The tesseractwrapper Module¶
This module contains all of the tesseract wrapping and image-to-text code.
-
tesseractwrapper.
TESSERACT_DIR
¶ str
The default path to the tesseract install directory.
-
tesseractwrapper.
DEFAULT_FORMAT
¶ str
The default image format to send to tesseract if an image doesn’t not have a declared format. Otherwise, try to use the former format if we can.
Main Function¶
-
tesseractwrapper.
get_text_from_image
(image, tesseract_dir_path=u'', stderr=None, psm=3, lang=u'eng', tessdata_dir_path=None, user_words_path=None, user_patterns_path=None, config_name=None, **config_variables)¶ Uses tesseract to get text from an image.
Outside of image, tesseract_dir_path, and stderr, the arguments mirror the official command line’s usage. A list of the command line options can be found here: https://tesseract-ocr.googlecode.com/svn/trunk/doc/tesseract.1.html
Parameters: - image (Image.Image or str) – The image to find text from or a path to that image.
- tesseract_dir_path (Optional[str]) – The path to the directory with the tesseract binary. Defaults to “”, which works if the binary is on the environmental PATH variable.
- stderr (Optional[file]) – The file like object (implements write) the tesseract stderr stream will write to. Defaults to None. You can set it to sys.stdin to see all output easily.
- psm (Optional[int]) – Page Segmentation Mode. Limits Tesseracts layout analysis (see the Tesseract docs). Default is 3, full analysis.
- lang (Optional[str]) – The language to use. Default is ‘eng’ for English.
- tessdata_dir_path (Optional[str]) – The path to the tessdata directory.
- user_words_path (Optional[str]) – The path to user words file.
- user_patterns_path (Optional[str]) – The path to the user patterns file.
- config_name (Optional[str]) – The name of a config file.
- **config_variables – The config variables for tesseract. A list of config variables can be found here: http://www.sk-spell.sk.cx/tesseract-ocr-parameters-in-302-version
Returns: The parsed text.
Return type: str
Raises: subprocess.CalledProcessError
– If the tesseract exit status is not a success.Examples
Examples assume “image” is a picture of the text “ABC123”. See piltesseract tests for working code.

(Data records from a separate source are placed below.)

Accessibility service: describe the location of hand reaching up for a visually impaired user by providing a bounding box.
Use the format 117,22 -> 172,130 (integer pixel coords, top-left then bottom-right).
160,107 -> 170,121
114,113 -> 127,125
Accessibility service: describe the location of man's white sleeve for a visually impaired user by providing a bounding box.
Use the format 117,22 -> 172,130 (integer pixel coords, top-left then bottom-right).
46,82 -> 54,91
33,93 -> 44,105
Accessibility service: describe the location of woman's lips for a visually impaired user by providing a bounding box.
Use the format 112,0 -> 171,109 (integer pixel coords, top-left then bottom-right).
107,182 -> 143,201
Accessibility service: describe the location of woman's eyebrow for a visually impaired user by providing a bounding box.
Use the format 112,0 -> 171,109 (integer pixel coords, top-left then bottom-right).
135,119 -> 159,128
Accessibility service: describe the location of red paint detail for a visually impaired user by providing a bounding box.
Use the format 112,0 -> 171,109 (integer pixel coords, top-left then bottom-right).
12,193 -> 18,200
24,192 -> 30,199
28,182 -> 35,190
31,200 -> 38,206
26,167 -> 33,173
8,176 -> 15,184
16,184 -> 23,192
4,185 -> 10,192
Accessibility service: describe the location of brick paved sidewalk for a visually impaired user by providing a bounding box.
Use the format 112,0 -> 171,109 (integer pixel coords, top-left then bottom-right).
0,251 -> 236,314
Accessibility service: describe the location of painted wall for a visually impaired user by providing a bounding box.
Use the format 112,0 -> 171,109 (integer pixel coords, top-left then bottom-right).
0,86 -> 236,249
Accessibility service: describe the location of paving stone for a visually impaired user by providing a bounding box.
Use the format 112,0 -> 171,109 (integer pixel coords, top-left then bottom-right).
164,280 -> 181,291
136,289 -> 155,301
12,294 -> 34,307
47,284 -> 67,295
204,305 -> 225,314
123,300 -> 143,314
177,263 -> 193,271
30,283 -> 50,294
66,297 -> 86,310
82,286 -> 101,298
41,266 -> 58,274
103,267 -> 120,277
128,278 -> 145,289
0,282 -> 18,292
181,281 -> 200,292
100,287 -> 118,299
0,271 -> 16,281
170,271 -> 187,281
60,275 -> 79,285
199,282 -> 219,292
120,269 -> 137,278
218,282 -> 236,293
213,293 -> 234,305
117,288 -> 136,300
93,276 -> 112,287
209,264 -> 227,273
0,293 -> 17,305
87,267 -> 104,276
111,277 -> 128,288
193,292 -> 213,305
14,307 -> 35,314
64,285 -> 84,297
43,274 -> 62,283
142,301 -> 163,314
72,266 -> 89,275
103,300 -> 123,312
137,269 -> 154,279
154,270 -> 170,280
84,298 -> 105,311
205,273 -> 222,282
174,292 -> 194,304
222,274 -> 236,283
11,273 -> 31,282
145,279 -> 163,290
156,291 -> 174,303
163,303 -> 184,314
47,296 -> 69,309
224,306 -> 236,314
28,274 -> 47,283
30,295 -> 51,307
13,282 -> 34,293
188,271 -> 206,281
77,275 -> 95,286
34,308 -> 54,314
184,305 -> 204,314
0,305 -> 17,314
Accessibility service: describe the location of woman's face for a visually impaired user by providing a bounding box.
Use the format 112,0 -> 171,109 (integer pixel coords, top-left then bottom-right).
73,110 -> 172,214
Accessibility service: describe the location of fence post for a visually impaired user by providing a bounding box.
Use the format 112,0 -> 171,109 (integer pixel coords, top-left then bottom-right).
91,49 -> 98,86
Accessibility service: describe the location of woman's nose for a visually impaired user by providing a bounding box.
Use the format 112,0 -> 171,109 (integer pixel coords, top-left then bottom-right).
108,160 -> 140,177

>>> get_text_from_image(image) 'ABC123' >>> get_text_from_image(image, psm=10) #single character psm 'A'
You can use tesseract’s default configs or your own:
>>> get_text_from_image(image, config_name='digits') '13123'
Without a config file, you can set config variables using optional keywords:
>>> text = get_text_from_image( image, tessedit_char_whitelist='1' tessedit_ocr_engine_mode=1, #cube mode enum found in Tesseract-OCR docs ) '1 11 '
Advanced Functions¶
-
tesseractwrapper.
get_tesseract_process
(commands, tesseract_dir_path=u'', stdin=-1, stdout=-1, stderr=-1)¶ Popen and return tesseract command line utility.
Opens and returns a tesseract process to the tesseract command line utility. Uses Popen to open a process and pipes to tesseract.
Parameters: - commands (List[str]) – The command line strings passed into the tesseract binary. Do not include the binary name or path in this variable.
- tesseract_dir_path (Optional[str]) – The path to the directory with the tesseract binary. Defaults to “”, which works if the binary is on the environmental PATH variable.
Returns: The open subprocess pipe.
Return type: subprocess.Popen
-
tesseractwrapper.
test_tesseract_path_version
(tesseract_dir_path=u'')¶ Tests that the correct version tesseract is installed and on the path.
Use this function to ensure that either tesseract is on a default or specified path. The function raises ImportErrors if tesseract does not work or is not the right version. The function is silent if everything passes.
Parameters: tesseract_dir_path (Optional[str]) – The path to the directory with the tesseract binary. Defaults to “”, which works if the binary is on the environmental PATH variable. Raises: ImportError
– If the tesseract requirement is not met.